A. Sort of. This is the premise of the paper- that you could use this reaction to make complicated molecules by just building up with different building blocks. However, if you look at the two given examples of complicated molecules built up, one involves two of these cross-coupling reactions, and the other just a single one. This means that the iterative nature of the reaction doesn't really come into play. Also, the length of the linker has a significant effect on the efficacy of the reaction. If the other coupling partner is within a few carbons, the reaction doesn't work. Their example of multiple sequential couplings has a significant "spacer" between each building block. The yields are also not great, and requires purification in between steps. One of the major advantages of the Burke group's MIDA strategy is that the purification is extremely easy; the MIDA boronates are retained on silica gel under some solvents and can be released upon solvent change. Needing to do standard organic purification techniques moves this from the realm of "new solid phase peptide synthesis" into "good strategy for organic reactions".

Takeaways:

There are a lot of really powerful strategies in this paper. I really like the use of copper to activate the chiral boronate, and recognizing that these boronates can be generated, kept stable, and then used as precursors is beneficial.

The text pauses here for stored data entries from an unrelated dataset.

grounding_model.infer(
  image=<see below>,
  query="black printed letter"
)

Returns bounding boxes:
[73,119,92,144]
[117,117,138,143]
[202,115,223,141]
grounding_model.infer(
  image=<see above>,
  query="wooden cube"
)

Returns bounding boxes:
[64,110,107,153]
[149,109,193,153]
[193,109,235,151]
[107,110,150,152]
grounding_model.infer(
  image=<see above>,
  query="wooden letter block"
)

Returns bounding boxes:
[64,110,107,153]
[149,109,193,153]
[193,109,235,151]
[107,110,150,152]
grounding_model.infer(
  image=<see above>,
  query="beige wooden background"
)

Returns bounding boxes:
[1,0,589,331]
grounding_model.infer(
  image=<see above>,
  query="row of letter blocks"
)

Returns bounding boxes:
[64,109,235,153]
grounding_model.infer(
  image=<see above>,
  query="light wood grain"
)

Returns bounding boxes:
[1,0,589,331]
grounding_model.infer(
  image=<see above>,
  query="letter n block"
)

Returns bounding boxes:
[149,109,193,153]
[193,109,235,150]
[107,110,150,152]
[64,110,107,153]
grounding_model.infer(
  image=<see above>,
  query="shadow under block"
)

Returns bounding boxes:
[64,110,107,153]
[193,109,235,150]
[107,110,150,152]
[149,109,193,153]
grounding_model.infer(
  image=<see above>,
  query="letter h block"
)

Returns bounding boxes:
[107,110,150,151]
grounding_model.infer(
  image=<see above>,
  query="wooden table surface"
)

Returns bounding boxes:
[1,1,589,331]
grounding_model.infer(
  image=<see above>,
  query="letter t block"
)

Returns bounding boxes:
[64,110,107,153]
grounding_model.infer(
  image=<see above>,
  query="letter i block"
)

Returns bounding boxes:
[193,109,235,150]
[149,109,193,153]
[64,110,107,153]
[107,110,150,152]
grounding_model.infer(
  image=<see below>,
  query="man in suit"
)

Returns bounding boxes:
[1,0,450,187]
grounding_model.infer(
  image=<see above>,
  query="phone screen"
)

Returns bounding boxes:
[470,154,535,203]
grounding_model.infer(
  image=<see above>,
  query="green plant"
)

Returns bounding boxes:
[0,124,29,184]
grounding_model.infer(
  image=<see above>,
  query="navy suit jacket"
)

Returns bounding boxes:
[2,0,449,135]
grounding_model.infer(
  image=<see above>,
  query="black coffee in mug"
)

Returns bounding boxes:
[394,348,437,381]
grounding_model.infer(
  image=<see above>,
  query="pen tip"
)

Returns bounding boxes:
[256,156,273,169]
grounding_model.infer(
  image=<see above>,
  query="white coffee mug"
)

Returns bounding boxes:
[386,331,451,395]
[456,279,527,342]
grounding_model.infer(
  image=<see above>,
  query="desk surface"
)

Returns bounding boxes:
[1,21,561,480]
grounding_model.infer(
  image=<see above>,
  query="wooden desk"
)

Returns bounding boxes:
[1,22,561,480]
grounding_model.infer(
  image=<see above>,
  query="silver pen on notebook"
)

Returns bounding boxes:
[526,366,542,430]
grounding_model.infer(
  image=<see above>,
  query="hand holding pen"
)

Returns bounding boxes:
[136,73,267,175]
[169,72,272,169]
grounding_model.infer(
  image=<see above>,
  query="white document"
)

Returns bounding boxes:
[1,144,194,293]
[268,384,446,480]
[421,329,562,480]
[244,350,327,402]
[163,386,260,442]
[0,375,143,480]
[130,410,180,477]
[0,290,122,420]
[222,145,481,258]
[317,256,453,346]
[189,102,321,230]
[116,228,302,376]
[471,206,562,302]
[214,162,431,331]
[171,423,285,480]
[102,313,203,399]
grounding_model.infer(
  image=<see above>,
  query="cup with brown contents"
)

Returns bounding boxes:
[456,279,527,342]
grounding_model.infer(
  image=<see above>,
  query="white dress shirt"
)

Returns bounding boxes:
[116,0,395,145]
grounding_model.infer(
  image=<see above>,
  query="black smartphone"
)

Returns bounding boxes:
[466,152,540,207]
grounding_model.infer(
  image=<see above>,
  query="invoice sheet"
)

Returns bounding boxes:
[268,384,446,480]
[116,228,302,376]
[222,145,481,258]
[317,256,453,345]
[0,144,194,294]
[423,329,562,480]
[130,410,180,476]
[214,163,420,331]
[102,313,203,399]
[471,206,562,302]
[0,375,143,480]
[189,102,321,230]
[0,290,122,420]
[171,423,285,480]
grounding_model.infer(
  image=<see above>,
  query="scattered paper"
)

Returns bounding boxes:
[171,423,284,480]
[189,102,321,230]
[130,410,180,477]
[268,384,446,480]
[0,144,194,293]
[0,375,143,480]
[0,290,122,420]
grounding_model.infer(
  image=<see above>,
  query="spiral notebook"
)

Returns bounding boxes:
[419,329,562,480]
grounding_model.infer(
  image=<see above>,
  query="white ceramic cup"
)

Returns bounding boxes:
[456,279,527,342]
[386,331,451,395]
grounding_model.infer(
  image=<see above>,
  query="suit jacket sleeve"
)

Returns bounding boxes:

I think the requirement of a specific electrophile + ligand + copper salt combination is going to limit the generality of this reaction, as only specific types of substrates can be successfully activated by the copper-alkyl complex without competing degradative side pathways. This hopefully will be a solvable issue, and I look forward to seeing how the authors develop the chemistry further.